Hacker News .hnnew | past | comments | ask | show | jobs | submit | ralphb's commentslogin

> It's also the constant stream of digital nomad influencers on Twitter who sell extremely distorted, rosy, and often times false dreams to indie entrepreneurs like myself.

I believe that all sales are about selling into peoples dreams. I am sure that the false dreams you refer are an extremely good business and a willing market, because - who doesn't want to buy the dream of being a successful entrepreneur?

Ironically, assuming these people are creating products primarily based on their own experiences, there might not be anything false about it - it's just that you've trying to sell into less desirable dreams!

Fundamentally I believe that for me it is impossible to passionately pursue stuff I am not really interested in. This limits the desirability of the dreams I can sell into, and I have come to terms with that. You might even think of this as bad luck.

I've also come to terms with the fact that I have to create for myself first, and any interest I get from other people is purely a bonus. Obviously that doesn't pay the bills :-)


> I believe that all sales are about selling into peoples dreams.

Nah, there's selling the dream of quitting the 9-to-5, financial independence, control over one's own time. That is what this is all about. It's on a totally different level than selling the dream of, I don't know, running a marathon (by selling you a running shoe) or stopping the flow of your period with a tampon. These are actual useful products.

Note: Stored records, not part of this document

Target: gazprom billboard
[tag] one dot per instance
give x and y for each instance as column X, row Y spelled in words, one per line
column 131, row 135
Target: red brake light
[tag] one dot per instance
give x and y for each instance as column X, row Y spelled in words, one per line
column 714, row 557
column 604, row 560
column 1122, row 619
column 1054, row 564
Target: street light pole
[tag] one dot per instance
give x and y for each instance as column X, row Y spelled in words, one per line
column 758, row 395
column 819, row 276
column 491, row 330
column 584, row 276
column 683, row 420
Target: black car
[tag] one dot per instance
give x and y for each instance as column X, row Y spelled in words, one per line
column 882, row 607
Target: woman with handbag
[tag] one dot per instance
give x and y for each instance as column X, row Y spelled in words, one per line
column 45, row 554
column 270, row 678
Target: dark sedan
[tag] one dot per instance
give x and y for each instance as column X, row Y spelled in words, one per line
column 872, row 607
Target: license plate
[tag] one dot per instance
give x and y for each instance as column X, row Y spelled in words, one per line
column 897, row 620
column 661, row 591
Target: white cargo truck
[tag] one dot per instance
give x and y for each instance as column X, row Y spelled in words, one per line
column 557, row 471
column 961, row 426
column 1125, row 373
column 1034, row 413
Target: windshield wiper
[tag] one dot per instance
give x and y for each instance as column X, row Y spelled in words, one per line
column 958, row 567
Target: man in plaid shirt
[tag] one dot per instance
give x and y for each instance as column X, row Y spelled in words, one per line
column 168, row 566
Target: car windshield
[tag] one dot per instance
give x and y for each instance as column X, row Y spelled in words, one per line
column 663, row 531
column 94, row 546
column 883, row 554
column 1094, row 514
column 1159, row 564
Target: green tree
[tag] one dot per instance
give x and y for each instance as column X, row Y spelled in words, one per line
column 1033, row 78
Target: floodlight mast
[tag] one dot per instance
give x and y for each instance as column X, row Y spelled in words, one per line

IMHO, selling the dream of quitting the rat race is financially extremely lucrative – and a somewhat cheap shot.


I a have a feeling that most influencers live off the story, not off the actual product they built. They sell coaching for how to live the great life. this works well, but in the end is nothing more than a Ponzi scheme or MLM scam.


I'm confused and very far from an expert here. What is wrong with parsers, and what is the alternative?


A specific class of parsers

>parsers for untrusted input in C


Pretty much all input is untrusted unless it originated (exclusively!) from something with more permissions that is trustworthy.

The kernel is written in C.

So that pretty much means all parsers written in C and every other language should consider all input untrustworthy, no?


Linux is probably the most carefully constructed C codebase in existence and still falls in to C pitfalls semi regularly. Every other project has no hope of safely using C. It's looking more and more like Linux should be carefully rewritten in Rust. It's a monstrous task but I can see it happening over the next decade.


I agree with the spirit of your comment.

> Linux is probably the most carefully constructed C codebase in existence and still falls in to C pitfalls semi regularly.

My guess is that it would actually be OpenBSD, but I'm not sure either way.


That didn't answer anything. If you want to do anything with your input, you have to run it through a parser. Doesn't matter if it's untrusted or not. Your only options are ignoring the input, echoing it somewhere, or parsing it.


They're saying don't write such a parser in C. Use something else (memory safe language, parser generator, whatever).


And then do what with it? Throw it away?

If it hands it to a C program, that C program needs to parse (in some form!) those values!

How is a C program expected to ever do anything if it can’t safely handle input?


Untrusted input -> memory-safe parser -> trusted input -> C program.

Probably not that important for `ls`, probably worth it for OpenSSL.


The challenge of course is the links to the ‘memory safe parser’, or how it gets from the untrusted input to it mediated by C, correct?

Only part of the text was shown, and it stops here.